Oops, didn't see your 2nd comment. Yes, we should go the ParetoSmooth route and, as mentioned above, I already did some preliminary work. Any help would definitely be appreciated!

Also, on the other point I raise in my previous comment (item 4), what's your thinking about the sample(::ModeResult) function I noticed in your chapter 7 notebook, i.e. should sample() return a DataFrame or a Chain object (in Turing that would be an MCMCChains.Chain object, in StanQuap.jl sample(::QuapResult) would return a KeyedArray chain object)?

Or do you think a DataFrame suffices? Of course, using the Tables API the chains are easy to convert to a DataFrame.

Shmuma commented 2 years ago

Thanks for explaining!

Yes, I'll try to implement fixed version of compare(:psis) and make a pull request.

Also, on the other point I raise in my previous comment (item 4), what's your thinking about the sample(::ModeResult) function I noticed in your chapter 7 notebook, i.e. should sample() return a DataFrame or a Chain object (in Turing that would be an MCMCChains.Chain object, in StanQuap.jl sample(::QuapResult) would return a KeyedArray chain object)? Or do you think a DataFrame suffices? Of course, using the Tables API the chains are easy to convert to a DataFrame.

I'm not sure. Originally it was an ad-hoc solution to get samples from result of optimize, so, I make it to return DataFrame for simplicity. But to follow Turing's API, Chain might be better approach.

goedman commented 2 years ago

Great!

FYI: There is also an ongoing discussion here about cutting back the dependencies of ParetoSmooth.jl to reduce compile time. That has never been a goal of mine but just wanted to mention it in light of this discussion. At some point we might have to switch to a new package LeaveOneOut.jl or so.

In your sample()method, you do something like:

function sample(qr::QuapResult, count::Int)::DataFrame
    names = qr.params # coefnames(mode_result) in Turing
    means = values(qr.coef) # coef(mode_result) in Turing
    sigmas = Diagonal(qr.vcov) # stderror(mode_result) in Turing

    DataFrame([
        name => rand(Normal(μ, σ), count)
            for (name, μ, σ) ∈ zip(names, means, sigmas)
    ])
end

In creating the QuapResult object I use:

    ...
    distr = if size(vcov, 1) == 1
        Normal(coefvalues[1], √vcov[1]) # Normal expects std
    else
        MvNormal(coefvalues, vcov) # MvNormal expects variance matrix
    end
    ...

I wonder if this should also happen in sample()? But maybe this is taken care off in StatsBase.stderror?

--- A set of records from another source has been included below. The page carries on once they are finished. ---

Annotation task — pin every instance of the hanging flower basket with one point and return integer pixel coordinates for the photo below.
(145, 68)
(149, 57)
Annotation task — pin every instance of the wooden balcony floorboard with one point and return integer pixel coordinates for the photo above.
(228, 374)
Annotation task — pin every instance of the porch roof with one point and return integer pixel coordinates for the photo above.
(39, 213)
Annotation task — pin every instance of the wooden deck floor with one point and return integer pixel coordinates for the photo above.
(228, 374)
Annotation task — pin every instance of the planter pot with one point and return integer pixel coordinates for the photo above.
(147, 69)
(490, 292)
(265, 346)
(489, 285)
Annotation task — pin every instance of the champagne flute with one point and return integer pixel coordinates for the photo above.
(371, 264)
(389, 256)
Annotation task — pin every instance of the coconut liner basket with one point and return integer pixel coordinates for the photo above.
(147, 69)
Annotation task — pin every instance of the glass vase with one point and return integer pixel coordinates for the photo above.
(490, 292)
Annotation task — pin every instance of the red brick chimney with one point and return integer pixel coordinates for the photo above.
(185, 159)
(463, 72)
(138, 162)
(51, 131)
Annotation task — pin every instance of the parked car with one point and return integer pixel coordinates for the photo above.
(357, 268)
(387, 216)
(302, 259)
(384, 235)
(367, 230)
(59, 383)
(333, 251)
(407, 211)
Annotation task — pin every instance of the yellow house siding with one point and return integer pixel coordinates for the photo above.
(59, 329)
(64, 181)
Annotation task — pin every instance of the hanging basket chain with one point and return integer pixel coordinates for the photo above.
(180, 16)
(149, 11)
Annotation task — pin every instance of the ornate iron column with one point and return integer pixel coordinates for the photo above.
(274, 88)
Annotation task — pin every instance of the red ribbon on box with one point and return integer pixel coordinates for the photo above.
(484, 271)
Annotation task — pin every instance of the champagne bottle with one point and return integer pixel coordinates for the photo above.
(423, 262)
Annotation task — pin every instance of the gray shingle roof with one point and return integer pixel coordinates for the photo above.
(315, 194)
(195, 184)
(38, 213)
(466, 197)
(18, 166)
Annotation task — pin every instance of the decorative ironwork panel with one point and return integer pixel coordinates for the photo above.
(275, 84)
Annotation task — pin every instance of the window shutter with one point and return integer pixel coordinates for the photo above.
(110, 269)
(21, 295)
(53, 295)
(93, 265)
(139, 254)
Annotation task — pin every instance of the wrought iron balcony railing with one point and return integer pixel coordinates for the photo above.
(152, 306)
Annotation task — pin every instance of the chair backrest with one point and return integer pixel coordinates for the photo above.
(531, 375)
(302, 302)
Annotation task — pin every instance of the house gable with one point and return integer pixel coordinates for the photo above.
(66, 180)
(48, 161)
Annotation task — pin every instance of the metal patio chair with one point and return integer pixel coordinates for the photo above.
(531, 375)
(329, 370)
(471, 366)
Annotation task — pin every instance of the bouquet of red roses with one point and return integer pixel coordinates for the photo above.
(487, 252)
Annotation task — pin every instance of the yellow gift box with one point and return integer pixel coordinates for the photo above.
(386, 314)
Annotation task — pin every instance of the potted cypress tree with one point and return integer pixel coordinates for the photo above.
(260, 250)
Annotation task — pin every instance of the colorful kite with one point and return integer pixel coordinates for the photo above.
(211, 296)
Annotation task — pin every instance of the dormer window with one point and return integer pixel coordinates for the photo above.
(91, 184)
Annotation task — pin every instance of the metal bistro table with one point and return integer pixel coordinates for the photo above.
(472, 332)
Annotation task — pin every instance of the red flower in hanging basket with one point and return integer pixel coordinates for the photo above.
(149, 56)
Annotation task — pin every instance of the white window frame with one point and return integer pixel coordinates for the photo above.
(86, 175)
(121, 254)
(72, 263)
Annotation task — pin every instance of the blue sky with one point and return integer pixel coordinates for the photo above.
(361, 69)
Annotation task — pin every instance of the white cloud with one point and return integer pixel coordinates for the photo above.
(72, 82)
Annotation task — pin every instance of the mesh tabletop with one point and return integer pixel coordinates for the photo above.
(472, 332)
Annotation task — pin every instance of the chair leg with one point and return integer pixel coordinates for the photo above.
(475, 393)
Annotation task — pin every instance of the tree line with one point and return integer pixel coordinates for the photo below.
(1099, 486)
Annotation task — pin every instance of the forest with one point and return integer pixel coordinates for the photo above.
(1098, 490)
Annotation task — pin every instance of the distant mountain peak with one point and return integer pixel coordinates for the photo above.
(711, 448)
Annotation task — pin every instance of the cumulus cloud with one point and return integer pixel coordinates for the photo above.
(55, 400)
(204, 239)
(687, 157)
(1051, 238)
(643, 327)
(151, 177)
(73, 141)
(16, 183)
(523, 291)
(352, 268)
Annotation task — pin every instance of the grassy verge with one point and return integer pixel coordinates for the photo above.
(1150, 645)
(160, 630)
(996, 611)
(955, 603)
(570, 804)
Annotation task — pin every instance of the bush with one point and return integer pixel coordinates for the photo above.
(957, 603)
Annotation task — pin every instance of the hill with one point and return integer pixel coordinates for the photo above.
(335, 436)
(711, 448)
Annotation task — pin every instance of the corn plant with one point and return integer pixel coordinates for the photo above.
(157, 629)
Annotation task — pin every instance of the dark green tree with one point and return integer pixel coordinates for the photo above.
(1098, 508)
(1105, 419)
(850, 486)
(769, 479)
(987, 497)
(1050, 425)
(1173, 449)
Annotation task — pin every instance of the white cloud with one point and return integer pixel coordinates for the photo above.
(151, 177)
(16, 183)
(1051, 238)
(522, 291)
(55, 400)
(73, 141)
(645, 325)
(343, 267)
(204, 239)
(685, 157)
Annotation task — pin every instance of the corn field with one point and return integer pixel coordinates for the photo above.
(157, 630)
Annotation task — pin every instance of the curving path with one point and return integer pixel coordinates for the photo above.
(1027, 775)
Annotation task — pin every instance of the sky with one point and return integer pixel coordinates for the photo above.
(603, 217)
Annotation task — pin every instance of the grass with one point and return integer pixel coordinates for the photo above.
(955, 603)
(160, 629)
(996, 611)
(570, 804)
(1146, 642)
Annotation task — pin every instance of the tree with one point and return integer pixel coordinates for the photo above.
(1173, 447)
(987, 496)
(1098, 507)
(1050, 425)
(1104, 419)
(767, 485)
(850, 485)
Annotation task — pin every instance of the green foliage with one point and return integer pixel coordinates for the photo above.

Shmuma commented 2 years ago

Checked the latest version of the package and this function now working. Thanks a lot!

Now I can finish the chapter 7 notebook (which took me 1.5 months to complete), wheee!

goedman commented 2 years ago

Great. Once you're done I'll make a pass over the Pluto notebooks in StatisticalRethinkingTuring.jl to ensure they are up to date with your scripts (and include chapter 7).